A lot of the guys working in the trades use them to light their way and keep their hands free.

So you are not alone.


----------



## Holbs (Nov 4, 2012)

I use headlamps all the time at my day job of running computer wiring in dark ceilings or underneath flooring. In regards to shop work, I could see them coming in handy. Yet as the same time, I'll always be wishing for multiple angles of lighting down upon a piece instead of just from one direction.


----------



## Dark_Lightning (Nov 20, 2009)

I have a cap with headlamps in it for when I'm out walking in the dark. Some streets where I live are only illuminated by moonlight. I have a magnifying visor for wood carving (same as I now have to use a scope on my rifle to get groups that I used to get with iron sights), but it doesn't have lights. Guess I'll have to break down and buy one.


----------



## muleskinner (Sep 24, 2011)

Used one just today helping s-i-l install drawer guides in kitchen counter. Have several hanging on peg in the shop. They're perfect for working inside cabinets where your head is blocking overhead light. Old eyes can always use extra light.


----------



## 1tacoshort (Dec 30, 2015)

SWEET. Thanks, guys!


----------



## MSquared (Aug 20, 2018)

Yes!... You look like a dork. Just because someone had to say it! 

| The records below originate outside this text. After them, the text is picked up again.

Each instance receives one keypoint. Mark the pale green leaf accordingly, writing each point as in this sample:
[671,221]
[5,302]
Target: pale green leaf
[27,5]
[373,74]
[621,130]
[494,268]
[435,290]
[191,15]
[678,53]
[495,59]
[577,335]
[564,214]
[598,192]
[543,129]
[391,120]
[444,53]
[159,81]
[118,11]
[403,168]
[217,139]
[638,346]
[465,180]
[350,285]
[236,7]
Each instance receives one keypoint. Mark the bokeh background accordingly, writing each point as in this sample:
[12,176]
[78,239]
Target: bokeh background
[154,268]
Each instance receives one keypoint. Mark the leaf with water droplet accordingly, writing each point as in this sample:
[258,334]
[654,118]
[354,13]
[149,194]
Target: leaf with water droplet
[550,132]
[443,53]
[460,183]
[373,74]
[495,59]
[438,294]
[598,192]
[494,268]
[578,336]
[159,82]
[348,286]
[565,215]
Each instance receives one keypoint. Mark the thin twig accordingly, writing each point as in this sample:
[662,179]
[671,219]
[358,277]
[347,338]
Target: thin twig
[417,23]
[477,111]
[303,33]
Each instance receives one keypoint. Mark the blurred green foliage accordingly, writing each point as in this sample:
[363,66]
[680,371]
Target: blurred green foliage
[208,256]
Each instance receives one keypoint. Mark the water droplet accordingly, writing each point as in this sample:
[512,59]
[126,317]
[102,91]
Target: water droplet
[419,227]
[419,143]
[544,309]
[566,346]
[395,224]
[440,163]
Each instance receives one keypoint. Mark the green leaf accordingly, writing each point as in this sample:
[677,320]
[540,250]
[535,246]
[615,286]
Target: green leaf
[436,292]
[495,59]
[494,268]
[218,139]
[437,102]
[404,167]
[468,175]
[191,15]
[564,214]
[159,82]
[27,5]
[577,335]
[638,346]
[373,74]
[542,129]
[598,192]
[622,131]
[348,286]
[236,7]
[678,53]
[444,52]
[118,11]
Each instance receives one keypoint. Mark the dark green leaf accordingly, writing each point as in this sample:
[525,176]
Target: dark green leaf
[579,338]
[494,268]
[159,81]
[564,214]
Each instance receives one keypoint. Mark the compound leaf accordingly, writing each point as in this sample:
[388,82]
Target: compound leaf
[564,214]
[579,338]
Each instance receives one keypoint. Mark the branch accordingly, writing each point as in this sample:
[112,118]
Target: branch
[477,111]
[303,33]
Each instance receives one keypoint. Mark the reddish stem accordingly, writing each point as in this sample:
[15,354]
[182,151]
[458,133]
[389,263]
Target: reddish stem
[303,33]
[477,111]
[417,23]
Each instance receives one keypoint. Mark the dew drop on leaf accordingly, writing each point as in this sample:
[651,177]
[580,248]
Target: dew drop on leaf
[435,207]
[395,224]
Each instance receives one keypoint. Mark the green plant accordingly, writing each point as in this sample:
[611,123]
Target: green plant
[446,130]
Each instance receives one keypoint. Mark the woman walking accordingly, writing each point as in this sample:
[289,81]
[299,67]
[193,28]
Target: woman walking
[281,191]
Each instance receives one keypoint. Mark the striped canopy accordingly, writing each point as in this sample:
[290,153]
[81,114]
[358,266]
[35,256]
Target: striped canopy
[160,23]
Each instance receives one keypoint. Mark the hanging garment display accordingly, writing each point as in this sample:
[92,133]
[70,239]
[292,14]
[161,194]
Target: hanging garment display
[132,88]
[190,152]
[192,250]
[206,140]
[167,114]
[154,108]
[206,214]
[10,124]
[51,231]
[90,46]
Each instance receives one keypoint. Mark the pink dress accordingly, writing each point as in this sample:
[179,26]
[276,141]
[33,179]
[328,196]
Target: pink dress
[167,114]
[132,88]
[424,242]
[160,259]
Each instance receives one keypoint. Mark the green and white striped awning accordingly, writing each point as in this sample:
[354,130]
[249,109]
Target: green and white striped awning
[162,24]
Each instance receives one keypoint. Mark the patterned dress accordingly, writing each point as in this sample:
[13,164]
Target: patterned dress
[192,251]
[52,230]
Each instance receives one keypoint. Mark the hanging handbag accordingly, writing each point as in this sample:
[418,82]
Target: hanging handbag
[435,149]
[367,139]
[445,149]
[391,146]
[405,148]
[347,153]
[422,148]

Have several. Good for hiking in the woods at night too I hear!


----------



## AlaskaGuy (Jan 29, 2012)




----------



## richinva (Jul 23, 2011)

I keep one in the shop. Used it yesterday replacing a belt, cleaning tires, etc. on one of the bandsaws. The older I get, the more I need it.


----------



## John Smith_inFL (Dec 15, 2017)

Taco - no, you are not alone

/

/


----------



## Blindhog (Jul 13, 2015)

Use them all the time. Still trying to find a good light source for my machines…..........

Just found this yesterday at woodcraft.

https://www.woodcraft.com/products/nebo-eye-light

Put one on my mill/drill press and one on the bandsaw. Seem pretty stable and they do put out the light!


----------



## OSU55 (Dec 14, 2012)

Ive used headlamps for many years working on cars, motorcycles, guns, household repairs, fishing, chainsawing at the end of the day. Wouldnt recommend one for regular shop use vs appropriate shop lighting, but they work when you need more light, especially machine repairs. Never used one for hiking though.


----------



## Unknowncraftsman (Jun 23, 2013)

I think it's crazy. It is important to have good lighting but that sounds like a big shadow maker.
When you get into fine work with hand tools you'll understand.


----------



## a1Jim (Aug 9, 2008)

You guys think headlamps are dorky looking try these guys out they not only give you more light but have a variety of magnification for close up work.

https://www.amazon.com/YOCTOSUN-Magnifier-Professional-Jewelers-Interchangeable/dp/B01H8808H6/ref=sr_1_3?ie=UTF8&qid=1542470141&sr=8-3&keywords=magnifying+glasses+for+close+work


----------



## Kazooman (Jan 20, 2013)

Wearing a headlamp is not dorky, but only if it one of those carbide lamps used by spelunkers. There is something very manly about walking around with a flame shooting out of your forehead. Personally, I think that strapping a device that generates acetylene under pressure to your brain is not a good idea.


----------



## 1tacoshort (Dec 30, 2015)

> You guys think headlamps are dorky looking try these guys out they not only give you more light but have a variety of magnification for close up work.
> 
> https://www.amazon.com/YOCTOSUN-Magnifier-Professional-Jewelers-Interchangeable/dp/B01H8808H6/ref=sr_1_3?ie=UTF8&qid=1542470141&sr=8-3&keywords=magnifying+glasses+for+close+work


The older, blinder me likes that idea very much!


----------



## bigJohninvegas (May 25, 2014)

+1 on the older I get the more light I need. I work in construction, surface mining aggregate for an asphalt plant. wear a headlight on my hard hat, carry a flashlight in my pocket. and have lights mounted on about every tool in my shop. Lets not forget a magnifying glass in almost every room too.
And I have put on my hard hat at home, so that I could use my headlamp and keep my hands free to work on something around the house.


----------



## Fresch (Feb 21, 2013)

As an electrician we come to a place with no power or light and leave behind power and light. 
I have tons of temp. lighting and have headlamps in every car, garage, shop, tool bag, left some in my locker at work. Flashlights all over in many sizes. I now pick up the led trouble lights for $14-19; small like the 250w quartz lights, my truck came with built in 120vac.


----------



## jacww (Aug 23, 2015)

I like the headlamp idea.

I have a LED work light that I have mounted on a camera tripod that I have used when I am sharpening saws. The LED light is bright and doesn't radiate heat. It can be adjusted to reflect off of the teeth and is very stable.

TonyC


----------